E proprio per di tendere un mano a chi, guarito dal cancro, prova a ricominciare, è nato il progetto sperimentale “Cascina Lilt” presentato questa mattina a Crotone dalla cooperativa Bioagrizoo, dal Comune di Crotone, assessorato alle Attività produttive, di concerto con la sezione provinciale della Lilt.  L’iniziativa, frutto della sinergia con Apz, ASP, fattoria didattica Al Vituso, Gal Kroton, Slowfood Crotone, è rivolto a 10 pazienti oncologici, dai 20 anni in su, in fase di riabilitazione che saranno segnalati direttamente dal reparto di oncologia dell’Azienda Sanitaria Provinciale di Crotone e saranno coinvolti in attività di pet therapy e di ortoterapia.

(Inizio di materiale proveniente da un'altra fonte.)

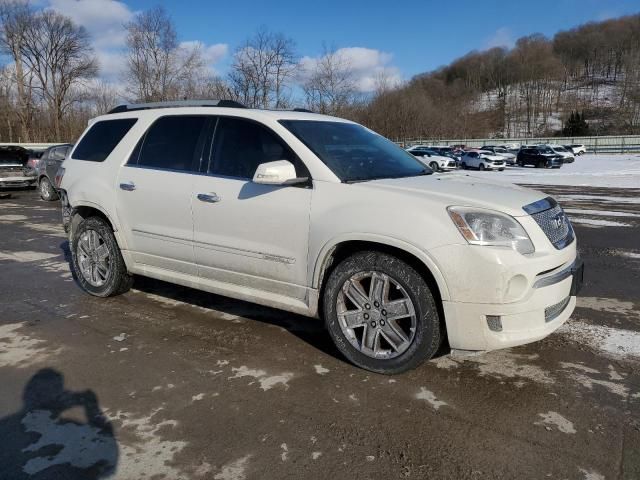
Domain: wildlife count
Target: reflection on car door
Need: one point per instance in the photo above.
(154, 193)
(244, 233)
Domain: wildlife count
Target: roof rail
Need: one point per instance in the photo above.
(131, 107)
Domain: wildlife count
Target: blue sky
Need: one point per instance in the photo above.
(404, 38)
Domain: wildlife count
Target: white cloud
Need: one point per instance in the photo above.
(212, 54)
(503, 37)
(103, 19)
(367, 65)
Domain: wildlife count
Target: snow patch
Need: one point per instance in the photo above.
(429, 397)
(556, 420)
(503, 363)
(320, 370)
(21, 350)
(618, 343)
(79, 445)
(235, 470)
(143, 451)
(267, 382)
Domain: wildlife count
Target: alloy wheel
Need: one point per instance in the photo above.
(94, 258)
(376, 315)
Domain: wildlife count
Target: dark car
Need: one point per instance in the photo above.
(539, 157)
(14, 171)
(48, 166)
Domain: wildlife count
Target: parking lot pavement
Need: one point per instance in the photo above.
(168, 382)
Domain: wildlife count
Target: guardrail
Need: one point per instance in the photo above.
(603, 144)
(30, 146)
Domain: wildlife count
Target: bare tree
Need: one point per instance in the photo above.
(15, 18)
(158, 67)
(262, 69)
(58, 54)
(330, 84)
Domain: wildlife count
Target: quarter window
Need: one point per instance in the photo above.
(241, 145)
(98, 143)
(172, 143)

“Si tratta di un progetto innovativo nel nostro territorio – ha spiegato Damiano Falco, presidente della sezione provinciale della Lilt – la pet therapy è utilizzata con successo, come supporto nei percorsi di guarigione dei pazienti oncologici, in molti ospedali americani e sta prendendo piede anche in Italia”.

“Di solito – ha continuato Giuliana Spagnolo, coordinatrice del progetto della Lilt – vengono utilizzati animali da compagnia. Noi metteremo in campo un progetto sperimentale e unico nel suo genere. L’idea di base è che il paziente oncologico presenta delle analogie con il paziente affetto da “sindrome del sopravvissuto”, quindi ansia, depressione, paura di riammalarsi e di morire. Problematiche che non possono essere curate solo dal punto di vista farmacologico ma che hanno bisogno di un supporto psicologico“.

Per questo i pazienti di Cascina Lilt, supportate dalle psicologhe Lilt, Alessia Amatore e Tonia Colella, intraprenderanno un cammino di guarigione presso la fattoria didattica e sociale Al Vituso, a contatto con 16 asinelli e con l’orto terapia. Al termine del progetto, i dati costituiranno un report che sarà illustrato in un convegno.

cascina lilt crotone
nella foto: (da sinistra) Carvello, Spagnolo, Barretta, Falco, Pagliuso

“Quello che stiamo portando avanti – ha osservato Patrizia Pagliuso, vicepresidente Lilt Crotone – è l’intento di dare dignità ai pazienti oncologici del nostro territorio, garantendo loro servizi aggiunti, innovativi come questo, a supporto di quelli erogati dall’Asp”.

“Questa fattoria – ha sottolineato Natale Carvello, presidente Gal Kroton– speriamo possa diventare un laboratorio per l’agricoltura sociale nel nostro territorio”. “E’ un progetto – ha evidenziato l’assessore alle Attività produttive, Franco Barretta, che tra l’altro ha egli stesso sconfitto un tumore – parla di speranza, e fungerà da esempio anche per gli altri pazienza, lanciando il messaggio che il cancro si può vincere“.

Era presente alla conferenza stampa anche il responsabile del progetto, Salvatore Nicoscia.